Diceritakan penulis Amerika, Cindy Adams kisah-kisah yang diceritakan Ida Ayu didominasi kisah-kisah para pejuang kemerdekaan. Ditambah lagi kisah ayah Bung Besar, Soekemi Sosrodihardjo yang seorang Jawa mempersunting Ida Ayu --seorang Bali-- jadi bumbu masa kecilnya. Kemudian, cerita-cerita itu menjadikan Bung Karno paham terkait problematika bangsanya.

Berdasarkan sejarahnya, wanita Bali jarang ada yang mau dipersunting oleh orang luar daerahnya. Namun, sang Ibu mendobrak kekakuan itu dengan berani menikah dengan ayah Bung Karno. Lantaran itulah Bung Karno mendapatkan pelajaran berharga terkait keberagaman dalam slogan "Bhineka Tunggal Ika."

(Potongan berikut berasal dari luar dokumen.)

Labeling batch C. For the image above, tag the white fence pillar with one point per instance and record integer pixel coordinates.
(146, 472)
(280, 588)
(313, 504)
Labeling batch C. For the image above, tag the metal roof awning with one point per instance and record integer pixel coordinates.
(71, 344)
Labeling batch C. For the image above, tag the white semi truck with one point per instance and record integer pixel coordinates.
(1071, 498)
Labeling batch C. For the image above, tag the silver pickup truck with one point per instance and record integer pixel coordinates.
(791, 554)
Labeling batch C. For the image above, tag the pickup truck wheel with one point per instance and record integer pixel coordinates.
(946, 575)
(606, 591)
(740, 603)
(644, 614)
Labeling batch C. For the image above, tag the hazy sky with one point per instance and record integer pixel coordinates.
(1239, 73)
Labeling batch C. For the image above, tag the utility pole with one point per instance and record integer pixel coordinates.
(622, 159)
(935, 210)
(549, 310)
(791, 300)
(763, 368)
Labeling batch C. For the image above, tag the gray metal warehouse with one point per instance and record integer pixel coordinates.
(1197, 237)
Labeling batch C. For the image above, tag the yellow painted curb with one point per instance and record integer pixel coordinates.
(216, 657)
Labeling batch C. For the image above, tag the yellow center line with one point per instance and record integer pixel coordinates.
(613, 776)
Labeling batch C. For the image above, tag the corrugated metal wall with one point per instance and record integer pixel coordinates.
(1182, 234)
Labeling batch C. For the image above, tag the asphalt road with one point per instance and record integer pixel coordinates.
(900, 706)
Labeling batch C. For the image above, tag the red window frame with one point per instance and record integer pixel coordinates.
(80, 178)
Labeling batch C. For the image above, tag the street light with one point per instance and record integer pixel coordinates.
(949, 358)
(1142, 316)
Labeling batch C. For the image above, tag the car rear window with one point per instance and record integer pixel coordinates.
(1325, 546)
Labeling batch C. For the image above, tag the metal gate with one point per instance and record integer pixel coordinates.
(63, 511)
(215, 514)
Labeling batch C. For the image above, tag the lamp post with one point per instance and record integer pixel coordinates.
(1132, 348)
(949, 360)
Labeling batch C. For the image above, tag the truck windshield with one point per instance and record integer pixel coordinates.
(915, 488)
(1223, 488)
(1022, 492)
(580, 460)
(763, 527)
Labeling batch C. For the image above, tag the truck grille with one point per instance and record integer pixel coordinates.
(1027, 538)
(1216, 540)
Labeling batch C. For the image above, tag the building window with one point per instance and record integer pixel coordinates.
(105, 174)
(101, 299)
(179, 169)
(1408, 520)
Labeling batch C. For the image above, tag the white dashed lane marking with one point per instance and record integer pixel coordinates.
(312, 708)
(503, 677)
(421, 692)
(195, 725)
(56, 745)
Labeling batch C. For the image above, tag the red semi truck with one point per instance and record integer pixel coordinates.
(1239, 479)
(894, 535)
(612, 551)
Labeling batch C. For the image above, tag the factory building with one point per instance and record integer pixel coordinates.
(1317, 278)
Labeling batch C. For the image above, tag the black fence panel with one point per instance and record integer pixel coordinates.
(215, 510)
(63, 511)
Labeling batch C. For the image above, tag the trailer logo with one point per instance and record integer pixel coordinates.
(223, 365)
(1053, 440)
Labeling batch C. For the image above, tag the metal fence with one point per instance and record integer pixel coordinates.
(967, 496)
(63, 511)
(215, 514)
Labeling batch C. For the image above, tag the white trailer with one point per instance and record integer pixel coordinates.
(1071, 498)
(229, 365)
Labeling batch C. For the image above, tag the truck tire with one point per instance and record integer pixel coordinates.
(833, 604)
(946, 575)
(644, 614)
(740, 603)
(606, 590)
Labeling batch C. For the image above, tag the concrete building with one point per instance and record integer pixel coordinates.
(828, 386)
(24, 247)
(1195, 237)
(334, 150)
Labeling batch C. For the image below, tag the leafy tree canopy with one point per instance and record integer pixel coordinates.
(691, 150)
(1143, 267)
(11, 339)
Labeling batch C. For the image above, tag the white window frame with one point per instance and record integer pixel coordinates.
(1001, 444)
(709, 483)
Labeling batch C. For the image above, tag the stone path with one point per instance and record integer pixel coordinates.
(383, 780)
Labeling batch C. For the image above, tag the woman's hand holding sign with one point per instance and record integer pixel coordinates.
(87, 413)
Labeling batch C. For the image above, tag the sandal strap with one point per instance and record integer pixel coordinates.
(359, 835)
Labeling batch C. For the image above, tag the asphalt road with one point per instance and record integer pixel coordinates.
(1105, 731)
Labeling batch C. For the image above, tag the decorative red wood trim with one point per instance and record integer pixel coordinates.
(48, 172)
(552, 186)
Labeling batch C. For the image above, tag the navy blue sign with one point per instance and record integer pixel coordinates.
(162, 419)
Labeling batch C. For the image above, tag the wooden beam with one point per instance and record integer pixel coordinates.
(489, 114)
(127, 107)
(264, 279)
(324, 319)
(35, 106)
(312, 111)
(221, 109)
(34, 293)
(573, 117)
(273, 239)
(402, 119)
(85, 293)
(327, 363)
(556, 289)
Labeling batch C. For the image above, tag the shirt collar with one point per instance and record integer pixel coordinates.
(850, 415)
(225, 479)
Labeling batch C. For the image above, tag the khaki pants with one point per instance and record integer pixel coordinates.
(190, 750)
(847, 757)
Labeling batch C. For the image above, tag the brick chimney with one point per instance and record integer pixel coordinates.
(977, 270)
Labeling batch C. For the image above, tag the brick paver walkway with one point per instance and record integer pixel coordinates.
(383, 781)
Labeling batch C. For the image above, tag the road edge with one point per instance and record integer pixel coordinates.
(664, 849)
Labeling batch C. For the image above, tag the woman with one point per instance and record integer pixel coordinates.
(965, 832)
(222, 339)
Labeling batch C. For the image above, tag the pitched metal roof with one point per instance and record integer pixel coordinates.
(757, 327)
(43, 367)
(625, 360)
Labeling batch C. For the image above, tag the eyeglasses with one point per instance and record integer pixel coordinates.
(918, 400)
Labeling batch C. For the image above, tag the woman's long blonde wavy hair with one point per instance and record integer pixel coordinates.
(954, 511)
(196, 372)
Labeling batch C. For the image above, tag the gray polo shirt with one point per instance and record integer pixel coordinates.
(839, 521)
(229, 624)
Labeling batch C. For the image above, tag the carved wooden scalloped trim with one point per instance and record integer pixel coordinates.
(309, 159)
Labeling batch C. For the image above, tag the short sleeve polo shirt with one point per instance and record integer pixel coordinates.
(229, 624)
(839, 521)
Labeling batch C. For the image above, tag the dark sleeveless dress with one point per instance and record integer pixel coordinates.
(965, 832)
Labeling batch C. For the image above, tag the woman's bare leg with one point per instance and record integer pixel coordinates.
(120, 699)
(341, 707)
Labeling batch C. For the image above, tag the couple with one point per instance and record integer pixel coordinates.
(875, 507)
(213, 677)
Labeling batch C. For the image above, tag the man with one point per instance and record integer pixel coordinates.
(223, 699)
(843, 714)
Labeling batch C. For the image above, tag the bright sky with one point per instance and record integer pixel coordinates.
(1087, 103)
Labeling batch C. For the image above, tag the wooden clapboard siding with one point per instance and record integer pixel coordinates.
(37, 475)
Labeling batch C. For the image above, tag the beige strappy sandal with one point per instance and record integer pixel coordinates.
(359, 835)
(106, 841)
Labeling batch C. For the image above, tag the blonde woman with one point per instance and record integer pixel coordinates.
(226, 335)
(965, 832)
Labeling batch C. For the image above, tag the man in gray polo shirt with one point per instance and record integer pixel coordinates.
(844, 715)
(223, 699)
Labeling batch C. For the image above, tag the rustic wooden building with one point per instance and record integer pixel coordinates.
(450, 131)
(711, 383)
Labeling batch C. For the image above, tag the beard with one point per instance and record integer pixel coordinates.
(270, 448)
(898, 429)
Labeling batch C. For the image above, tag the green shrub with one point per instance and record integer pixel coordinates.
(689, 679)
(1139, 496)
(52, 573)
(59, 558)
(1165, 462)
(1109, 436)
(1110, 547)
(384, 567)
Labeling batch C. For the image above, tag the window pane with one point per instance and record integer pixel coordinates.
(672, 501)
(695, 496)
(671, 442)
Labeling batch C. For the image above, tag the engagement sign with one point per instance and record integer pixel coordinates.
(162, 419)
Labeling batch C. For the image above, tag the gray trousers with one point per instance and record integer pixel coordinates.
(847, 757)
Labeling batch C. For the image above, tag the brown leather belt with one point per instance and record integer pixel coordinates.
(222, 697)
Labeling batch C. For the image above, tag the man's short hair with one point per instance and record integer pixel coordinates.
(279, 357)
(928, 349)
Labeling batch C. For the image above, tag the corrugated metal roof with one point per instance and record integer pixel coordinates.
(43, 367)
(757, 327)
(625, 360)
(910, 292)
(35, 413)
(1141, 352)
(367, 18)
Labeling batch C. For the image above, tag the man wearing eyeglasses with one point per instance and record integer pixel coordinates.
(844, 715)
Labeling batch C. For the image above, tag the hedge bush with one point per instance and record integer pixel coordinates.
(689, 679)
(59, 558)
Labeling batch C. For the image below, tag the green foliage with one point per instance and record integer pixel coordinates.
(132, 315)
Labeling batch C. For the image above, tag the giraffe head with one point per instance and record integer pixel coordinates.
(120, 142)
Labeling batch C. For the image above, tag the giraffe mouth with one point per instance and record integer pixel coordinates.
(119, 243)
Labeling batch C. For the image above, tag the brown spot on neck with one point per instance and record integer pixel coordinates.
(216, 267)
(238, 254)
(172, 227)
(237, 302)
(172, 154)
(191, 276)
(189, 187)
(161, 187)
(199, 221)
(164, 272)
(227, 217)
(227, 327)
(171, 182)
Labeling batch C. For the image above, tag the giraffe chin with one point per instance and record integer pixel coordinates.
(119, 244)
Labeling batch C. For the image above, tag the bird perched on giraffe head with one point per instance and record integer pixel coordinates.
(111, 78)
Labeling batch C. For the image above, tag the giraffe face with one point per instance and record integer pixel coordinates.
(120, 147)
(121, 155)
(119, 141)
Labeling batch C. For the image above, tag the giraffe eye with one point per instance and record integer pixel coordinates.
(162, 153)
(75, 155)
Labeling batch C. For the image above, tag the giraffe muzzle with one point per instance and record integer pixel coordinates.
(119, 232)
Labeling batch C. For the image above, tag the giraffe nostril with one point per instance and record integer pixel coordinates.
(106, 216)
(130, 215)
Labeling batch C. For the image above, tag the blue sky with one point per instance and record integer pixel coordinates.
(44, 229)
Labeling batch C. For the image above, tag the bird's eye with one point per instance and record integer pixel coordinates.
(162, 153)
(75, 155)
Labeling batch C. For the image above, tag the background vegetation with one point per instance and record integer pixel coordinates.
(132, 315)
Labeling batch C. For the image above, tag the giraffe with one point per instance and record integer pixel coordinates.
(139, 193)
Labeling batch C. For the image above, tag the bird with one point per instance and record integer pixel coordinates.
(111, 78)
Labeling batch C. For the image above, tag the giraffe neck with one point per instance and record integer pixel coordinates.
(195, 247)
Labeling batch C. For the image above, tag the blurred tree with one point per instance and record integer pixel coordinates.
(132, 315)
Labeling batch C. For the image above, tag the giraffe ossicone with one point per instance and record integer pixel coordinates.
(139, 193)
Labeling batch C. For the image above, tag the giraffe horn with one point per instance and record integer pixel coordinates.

"Semboyan negeri kami Bhineka Tunggal Ika: Berbeda-beda tapi satu jua. Kembali kepada kisah bapakku, betapa sukarnya situasi ketika ia hendak mengawini ibu. Terutama karena ia resminya seorang Islam, sekalipun ia menjalankan Theosofi. Untuk kawin secara Islam, maka ibu harus menganut agama Islam terlebih dulu. Satusatunya jalan bagi mereka ialah kawin lari. Kawin lari menurut kebiasaan di Bali harus mengikuti tata cara tertentu," ucap Bung Karno dikutip oleh Cindy Adams dalam buku Bung Karno: Penyambung Lidah Rakyat Indonesia (1965).

Soekarno dan keluarganya (Sumber: Wikimedia Commons)

Ada pula kisah menarik Bung karno yang sewaktu kecil sering sakit-sakitan. Oleh kedua orang tuanya, nama kecil Bung Besar, Koesno Sosrodihardjo itu kemudian diganti menjadi Soekarno. Nama Soekarno diambil dari tokoh pewayangan Karna, seorang panglima perang pihak Kurawa dalam kisah Bharatayudha yang berbudi luhur. 

“Nama ‘Karna’ menjadi ‘Karno’ karena pelafalan dalam bahasa Jawa huruf ‘a’ di akhir kata berubah menjadi ‘o.’ Sedangkan tambahan awalan ‘su’ dalam bahasa Jawa Kuno memiliki makna baik, mulia, atau agung,” tulis Rhien Soemohadiwidjojo dalam buku Bung Karno Sang Singa Podium (2017).

Dilarang kuliah di Belanda

Suatu hari sempat ada perdebatan untuk menentukan di mana Soekarno harus menempuh pendidikan tinggi. Bung Besar sempat ingin melanjutkan kuliah di Belanda. Namun sang ibu melarangnya.

Bung Karno nyaris tidak menjadi mahasiswa Technische Hoogeschool te Bandoeng (Sekarang: Institut Teknologi Bandung), tetapi belajar di Negeri Belanda. Seandainya hal itu terjadi barangkali akan lain perjalanan sejarah Indonesia.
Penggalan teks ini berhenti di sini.